I've only seen the first two episodes. I really loved that scene: it made both D&D and Basketball look like great fun, and hey, both are great fun. Sucks that one character is being put in the middle like he is, but that's some real drama.

I didn't think it was necessarily a realistic depiction, anymore than the basketball game was, but it was a good cinematic presentation, and added a lot to the DM character.
 


1) Vecna is not missing his whole left arm!

2) was there critical hit rules in the 80's ? I always thought it was more of a houserule thing that became a rule in somewhat recent editions.

3) Can an half-elf be a 14th level rogue? If we forget that there was no rogues back then.

and....it was so great. I immediately posted the Vecna Lives! from Dmsguild on our facebook group when I finished the episode.
 

1) Vecna is not missing his whole left arm!

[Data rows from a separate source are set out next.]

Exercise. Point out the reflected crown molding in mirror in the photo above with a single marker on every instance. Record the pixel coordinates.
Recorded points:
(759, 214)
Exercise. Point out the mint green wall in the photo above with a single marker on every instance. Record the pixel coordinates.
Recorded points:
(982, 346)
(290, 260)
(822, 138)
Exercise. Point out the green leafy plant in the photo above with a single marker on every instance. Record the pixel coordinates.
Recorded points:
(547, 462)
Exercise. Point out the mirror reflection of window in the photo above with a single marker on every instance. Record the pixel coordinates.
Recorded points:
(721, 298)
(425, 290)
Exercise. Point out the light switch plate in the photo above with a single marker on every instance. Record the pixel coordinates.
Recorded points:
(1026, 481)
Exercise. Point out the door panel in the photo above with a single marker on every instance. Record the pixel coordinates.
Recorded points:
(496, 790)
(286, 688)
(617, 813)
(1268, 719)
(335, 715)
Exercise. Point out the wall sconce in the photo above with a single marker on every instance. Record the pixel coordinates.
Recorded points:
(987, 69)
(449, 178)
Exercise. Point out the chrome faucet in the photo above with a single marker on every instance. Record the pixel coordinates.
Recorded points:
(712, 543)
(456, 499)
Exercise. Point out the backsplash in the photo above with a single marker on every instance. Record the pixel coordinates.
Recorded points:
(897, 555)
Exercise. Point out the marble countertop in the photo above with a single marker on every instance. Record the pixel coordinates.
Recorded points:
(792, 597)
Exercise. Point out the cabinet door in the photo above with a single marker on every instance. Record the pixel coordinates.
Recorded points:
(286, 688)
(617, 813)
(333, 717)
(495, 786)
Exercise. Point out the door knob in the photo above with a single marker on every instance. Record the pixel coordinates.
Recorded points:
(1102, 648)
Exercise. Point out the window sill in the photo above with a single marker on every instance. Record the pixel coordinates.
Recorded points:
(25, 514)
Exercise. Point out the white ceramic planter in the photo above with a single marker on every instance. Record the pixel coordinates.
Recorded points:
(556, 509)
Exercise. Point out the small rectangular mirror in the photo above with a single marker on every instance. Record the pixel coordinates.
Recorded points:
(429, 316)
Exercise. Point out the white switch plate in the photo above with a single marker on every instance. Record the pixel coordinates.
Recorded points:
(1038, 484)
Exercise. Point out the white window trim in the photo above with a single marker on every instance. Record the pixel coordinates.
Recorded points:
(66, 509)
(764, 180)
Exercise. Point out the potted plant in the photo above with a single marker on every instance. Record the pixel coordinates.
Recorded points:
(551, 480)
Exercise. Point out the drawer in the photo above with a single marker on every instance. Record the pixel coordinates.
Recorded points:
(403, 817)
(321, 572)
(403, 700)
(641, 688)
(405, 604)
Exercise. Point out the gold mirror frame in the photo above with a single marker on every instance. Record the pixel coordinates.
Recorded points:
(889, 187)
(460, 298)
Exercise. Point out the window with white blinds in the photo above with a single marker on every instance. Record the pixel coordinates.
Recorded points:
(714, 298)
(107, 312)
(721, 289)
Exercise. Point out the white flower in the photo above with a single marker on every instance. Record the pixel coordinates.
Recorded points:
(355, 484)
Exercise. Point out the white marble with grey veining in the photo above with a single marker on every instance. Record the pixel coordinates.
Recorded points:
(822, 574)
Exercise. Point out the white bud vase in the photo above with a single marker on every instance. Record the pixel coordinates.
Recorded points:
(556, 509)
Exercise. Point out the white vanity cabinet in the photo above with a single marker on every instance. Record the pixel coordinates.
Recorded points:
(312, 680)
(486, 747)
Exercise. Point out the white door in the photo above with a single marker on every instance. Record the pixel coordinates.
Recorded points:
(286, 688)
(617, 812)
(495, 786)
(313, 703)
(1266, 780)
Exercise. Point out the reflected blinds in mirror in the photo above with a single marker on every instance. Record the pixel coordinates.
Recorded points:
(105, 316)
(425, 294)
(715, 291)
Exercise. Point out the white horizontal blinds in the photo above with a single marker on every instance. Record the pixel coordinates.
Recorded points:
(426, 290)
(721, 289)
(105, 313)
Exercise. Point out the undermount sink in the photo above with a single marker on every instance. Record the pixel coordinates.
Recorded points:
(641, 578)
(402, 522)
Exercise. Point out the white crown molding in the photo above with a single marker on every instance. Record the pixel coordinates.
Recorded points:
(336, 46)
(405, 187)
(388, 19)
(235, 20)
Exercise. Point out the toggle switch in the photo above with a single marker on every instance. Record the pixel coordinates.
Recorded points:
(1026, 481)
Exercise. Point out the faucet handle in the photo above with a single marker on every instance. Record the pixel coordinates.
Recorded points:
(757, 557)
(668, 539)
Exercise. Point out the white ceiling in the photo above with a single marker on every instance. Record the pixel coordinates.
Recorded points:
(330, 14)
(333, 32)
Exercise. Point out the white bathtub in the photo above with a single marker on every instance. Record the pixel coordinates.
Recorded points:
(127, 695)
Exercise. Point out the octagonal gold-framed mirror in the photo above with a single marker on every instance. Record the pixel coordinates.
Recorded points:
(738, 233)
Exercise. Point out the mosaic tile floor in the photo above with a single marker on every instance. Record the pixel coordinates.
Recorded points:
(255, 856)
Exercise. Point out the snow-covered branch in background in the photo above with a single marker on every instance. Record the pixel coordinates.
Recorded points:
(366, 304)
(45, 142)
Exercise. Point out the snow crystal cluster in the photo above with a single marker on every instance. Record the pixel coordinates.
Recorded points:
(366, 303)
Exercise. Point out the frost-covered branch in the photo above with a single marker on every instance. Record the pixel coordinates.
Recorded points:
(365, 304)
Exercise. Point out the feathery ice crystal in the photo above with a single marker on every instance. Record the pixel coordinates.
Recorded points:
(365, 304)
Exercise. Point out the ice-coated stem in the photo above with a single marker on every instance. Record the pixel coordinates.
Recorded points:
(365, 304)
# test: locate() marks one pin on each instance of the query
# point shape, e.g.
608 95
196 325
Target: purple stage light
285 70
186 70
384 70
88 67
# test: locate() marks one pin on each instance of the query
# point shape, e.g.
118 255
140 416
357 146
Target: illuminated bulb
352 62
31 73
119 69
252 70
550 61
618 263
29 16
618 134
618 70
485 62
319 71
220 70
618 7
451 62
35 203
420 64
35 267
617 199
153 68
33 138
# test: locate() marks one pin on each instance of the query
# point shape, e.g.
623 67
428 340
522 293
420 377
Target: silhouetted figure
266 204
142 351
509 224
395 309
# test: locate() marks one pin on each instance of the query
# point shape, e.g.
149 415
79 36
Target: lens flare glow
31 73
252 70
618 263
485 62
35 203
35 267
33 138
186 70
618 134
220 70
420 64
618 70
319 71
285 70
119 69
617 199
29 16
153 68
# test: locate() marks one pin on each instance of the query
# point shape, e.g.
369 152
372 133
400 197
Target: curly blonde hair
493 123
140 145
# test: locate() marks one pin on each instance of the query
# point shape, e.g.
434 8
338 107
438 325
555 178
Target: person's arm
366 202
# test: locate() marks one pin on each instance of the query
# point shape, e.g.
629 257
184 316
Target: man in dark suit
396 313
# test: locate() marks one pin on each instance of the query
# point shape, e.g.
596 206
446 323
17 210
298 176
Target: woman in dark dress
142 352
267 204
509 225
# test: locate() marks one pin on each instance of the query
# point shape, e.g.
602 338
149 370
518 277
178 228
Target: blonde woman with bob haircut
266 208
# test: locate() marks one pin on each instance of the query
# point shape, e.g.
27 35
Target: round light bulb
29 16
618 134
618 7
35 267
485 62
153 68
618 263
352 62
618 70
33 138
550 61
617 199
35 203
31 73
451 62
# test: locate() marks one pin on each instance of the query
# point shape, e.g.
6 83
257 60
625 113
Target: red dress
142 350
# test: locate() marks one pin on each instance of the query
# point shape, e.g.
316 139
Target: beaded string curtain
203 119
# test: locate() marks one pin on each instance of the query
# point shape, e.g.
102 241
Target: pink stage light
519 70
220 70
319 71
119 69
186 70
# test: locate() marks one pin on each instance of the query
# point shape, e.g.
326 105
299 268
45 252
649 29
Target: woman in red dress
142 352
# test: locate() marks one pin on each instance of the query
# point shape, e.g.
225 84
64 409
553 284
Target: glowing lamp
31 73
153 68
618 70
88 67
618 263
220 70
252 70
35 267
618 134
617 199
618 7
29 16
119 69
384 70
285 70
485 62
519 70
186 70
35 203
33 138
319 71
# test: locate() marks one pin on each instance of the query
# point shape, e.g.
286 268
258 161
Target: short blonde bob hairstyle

2) was there critical hit rules in the 80's ? I always thought it was more of a houserule thing that became a rule in somewhat recent editions.

3) Can an half-elf be a 14th level rogue? If we forget that there was no rogues back then.

and....it was so great. I immediately posted the Vecna Lives! from Dmsguild on our facebook group when I finished the episode.
1e half-elves were unlimited in the thief class, so 14th level was okay.
 

So here's my issue...

A level 14 half-elf rogue gets a THAC0 equal to Elf, which is the same as a Fighter, Dwarf, or Halfling. So at level 14, her THAC0 was a -9-.

Which means a 19-20 is a hit because the best AC is -10, which pushes up the attack roll to a 19 or better.

Nog, Dustin's character, is a Dwarf and has THE EXACT SAME THAC0. (Unless he's either higher or lower level)

So why did the other gamers say "One in 20 chance" when it was, in fact, 1 in 10 or 2 in 20?!
 


So here's my issue...

A level 14 half-elf rogue gets a THAC0 equal to Elf, which is the same as a Fighter, Dwarf, or Halfling. So at level 14, her THAC0 was a -9-.

Which means a 19-20 is a hit because the best AC is -10, which pushes up the attack roll to a 19 or better.

Nog, Dustin's character, is a Dwarf and has THE EXACT SAME THAC0. (Unless he's either higher or lower level)

So why did the other gamers say "One in 20 chance" when it was, in fact, 1 in 10 or 2 in 20?!
Because they aren't very good at math?

I haven't watched the series, just making a guess based on the excerpt you described.
 

There were a number of flubs from a mechanics perspective in that scene indicating the writers were modern players, not players with experience in the 1980s.

  • Level 1 Dwarf?
  • Rogue?
  • Kukri?
  • Vecna missing an arm?
  • A rogue rolling percentile dice in AD&D - in combat? Maybe...
  • But someone rolling a d4, a d8 and a d10 (percentile) all at once? And then a d4, d6 and d10 at the same time?
  • How do the players know how many hps Venca has? Or that a powerful spellcaster in AD&D is going to be hurt, much less killed, by a weapon attack?
  • Odds of success are 20 to 1 - and the PCs are rolling one attack roll each, with no need for a damage roll on the 'critical hit' (assuming they're using alternate rules for critical hits from Dragon or another source)? That makes no sense unless Dustin's attack was irrelevant.
  • Most of the terrain and figures were time appropriate - but not quite all. And some of those dice did not look like 80s dice.

I'd love for someone to really get it right.